The next version of the FIDL IR should be organized around canonical names
rather than original names, but the original name will be available as a
field on declarations.
If we can eliminate the use of unmodified names in generated bindings then
the original names can be dropped from the IR.
## Ergonomics
This codifies constraints on the FIDL language that exist in practice.
## Documentation and Examples
The FIDL language documentation would be updated to describe this constraint.
It would be expanded to include much of what's in the
[Design](#design) section above.
Because this proposal simply encodes existing practice, examples and
tutorials won't be affected.
## Backwards Compatibility
Any existing FIDL libraries that would fall afoul of this change violate our
style guides and won't work with many language bindings.
This does not change the form of identifier that is used to calculate ordinals.
## Performance
This imposes a negligible cost to the front-end compiler.
## Security
No impact.
## Testing
There will be extensive tests for the canonicalization algorithm
implementation in `fidlc`.
There will also be `fidlc` tests to ensure that errors are caught when
conflicting identifiers are declared and to make sure that the original names
must be used to refer to declarations.
## Drawbacks, Alternatives, and Unknowns
One option is to do nothing.
Generally we catch these issues as build failures in non-C++ generated bindings.
As Rust is used more in `fuchsia.git`, the chance of conflicts slipping
through to other petals is lessened.
And these issues are already pretty rare.

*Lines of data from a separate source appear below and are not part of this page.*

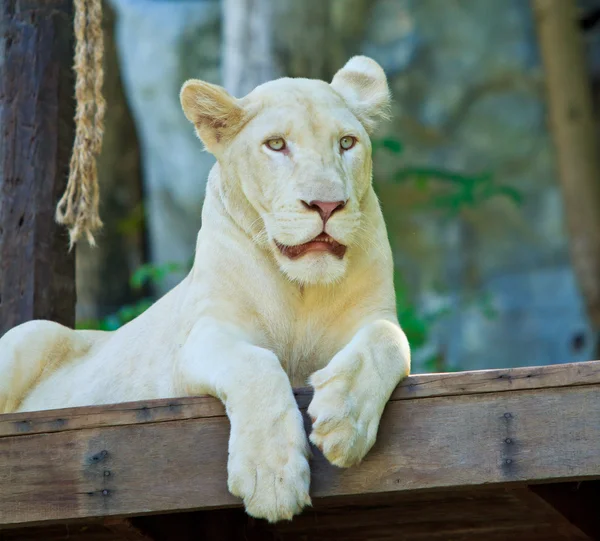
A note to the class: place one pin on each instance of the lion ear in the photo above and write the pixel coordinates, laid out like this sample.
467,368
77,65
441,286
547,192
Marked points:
363,85
216,114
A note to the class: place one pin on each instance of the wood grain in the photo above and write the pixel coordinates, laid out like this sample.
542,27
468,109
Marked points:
418,386
36,136
462,441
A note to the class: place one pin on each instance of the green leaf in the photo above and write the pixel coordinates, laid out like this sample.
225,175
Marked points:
388,143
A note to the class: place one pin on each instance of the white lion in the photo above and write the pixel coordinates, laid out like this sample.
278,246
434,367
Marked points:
292,280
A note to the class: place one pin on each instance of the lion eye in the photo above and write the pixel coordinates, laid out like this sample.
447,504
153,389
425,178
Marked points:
277,144
347,142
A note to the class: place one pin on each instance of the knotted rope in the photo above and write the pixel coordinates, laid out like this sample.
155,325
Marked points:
78,207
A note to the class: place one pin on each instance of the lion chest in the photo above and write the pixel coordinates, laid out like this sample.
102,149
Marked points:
306,339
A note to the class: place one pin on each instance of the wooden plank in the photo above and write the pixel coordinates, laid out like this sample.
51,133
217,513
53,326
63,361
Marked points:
464,515
418,386
36,117
489,439
456,515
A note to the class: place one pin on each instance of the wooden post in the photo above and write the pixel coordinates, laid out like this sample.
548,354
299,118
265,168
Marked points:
575,138
36,136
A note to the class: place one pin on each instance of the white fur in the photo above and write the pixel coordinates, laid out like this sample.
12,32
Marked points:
247,323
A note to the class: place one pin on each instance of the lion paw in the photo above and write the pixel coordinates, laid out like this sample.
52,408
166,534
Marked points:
345,419
268,468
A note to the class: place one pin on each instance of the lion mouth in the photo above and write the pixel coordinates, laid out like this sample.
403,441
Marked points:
321,243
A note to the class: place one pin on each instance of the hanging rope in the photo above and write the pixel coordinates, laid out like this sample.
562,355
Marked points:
78,207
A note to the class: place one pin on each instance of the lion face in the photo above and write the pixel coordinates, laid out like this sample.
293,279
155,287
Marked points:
295,154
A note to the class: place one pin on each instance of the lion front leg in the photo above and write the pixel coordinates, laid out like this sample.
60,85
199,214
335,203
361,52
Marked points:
351,392
268,449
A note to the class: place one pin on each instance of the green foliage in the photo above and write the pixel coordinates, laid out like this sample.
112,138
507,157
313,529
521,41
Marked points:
150,274
146,275
460,191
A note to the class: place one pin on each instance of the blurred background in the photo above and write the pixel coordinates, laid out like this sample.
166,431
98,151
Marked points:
466,171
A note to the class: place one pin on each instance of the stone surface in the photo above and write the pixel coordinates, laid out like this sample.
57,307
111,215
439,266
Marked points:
161,45
469,98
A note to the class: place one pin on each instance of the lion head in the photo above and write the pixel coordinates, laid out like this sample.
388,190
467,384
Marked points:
294,158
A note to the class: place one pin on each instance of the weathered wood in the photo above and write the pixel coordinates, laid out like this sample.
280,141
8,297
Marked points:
498,438
36,135
483,515
418,386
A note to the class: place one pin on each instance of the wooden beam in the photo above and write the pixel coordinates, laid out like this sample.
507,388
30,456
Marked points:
36,135
174,457
418,386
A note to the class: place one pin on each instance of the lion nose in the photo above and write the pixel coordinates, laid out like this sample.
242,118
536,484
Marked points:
325,208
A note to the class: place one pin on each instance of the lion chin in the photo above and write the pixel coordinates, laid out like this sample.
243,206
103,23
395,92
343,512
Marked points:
321,243
322,261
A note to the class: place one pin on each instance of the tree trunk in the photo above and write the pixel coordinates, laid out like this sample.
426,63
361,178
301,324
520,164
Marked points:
263,40
575,137
248,56
36,136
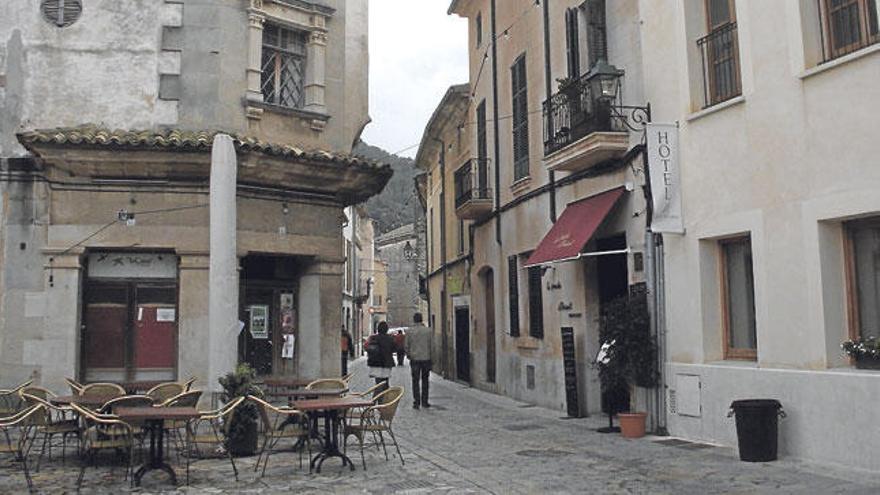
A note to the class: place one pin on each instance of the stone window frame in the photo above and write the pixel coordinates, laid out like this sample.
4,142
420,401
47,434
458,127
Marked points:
299,15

The canonicalization algorithm is simple but has one unfortunate failure case
&mdash; mixed alphanumeric words in UPPER_SNAKE_CASE identifiers might be
broken.
For example `H264_ENCODER` `h264_encoder` but `A2DP_PROFILE`
`a2_dp_profile`.
This is because the algorithm treats digits as lower-case letters.
We have to break on digit-to-letter transitions because `H264Encoder` should
canonicalize as `h264_encoder`.
Identifiers with no lower-case letters could be special cased &mdash; only
breaking on underscores &mdash; but that adds complexity to the algorithm and
perhaps to the mental model.
The canonical form could be expressed as a list of words rather than a
lower_camel_case string.
They're equivalent and in practice it's simpler to manage them as a string.
We could use identifiers' canonical form when generating ordinals.
That would make this a breaking change for no obvious benefit.
If there is an ordinal-breaking flag day in the future then we could
consider that change then.
## Prior Art and References
In proto3 similar rules are applied to generate a `lowerCamelCase` name
for JSON encoding.
-------------------------
##### Footnote1
until a new version of the IR schema which would likely carry names with
additional structure, rather than the fully-qualified name as it exists
today.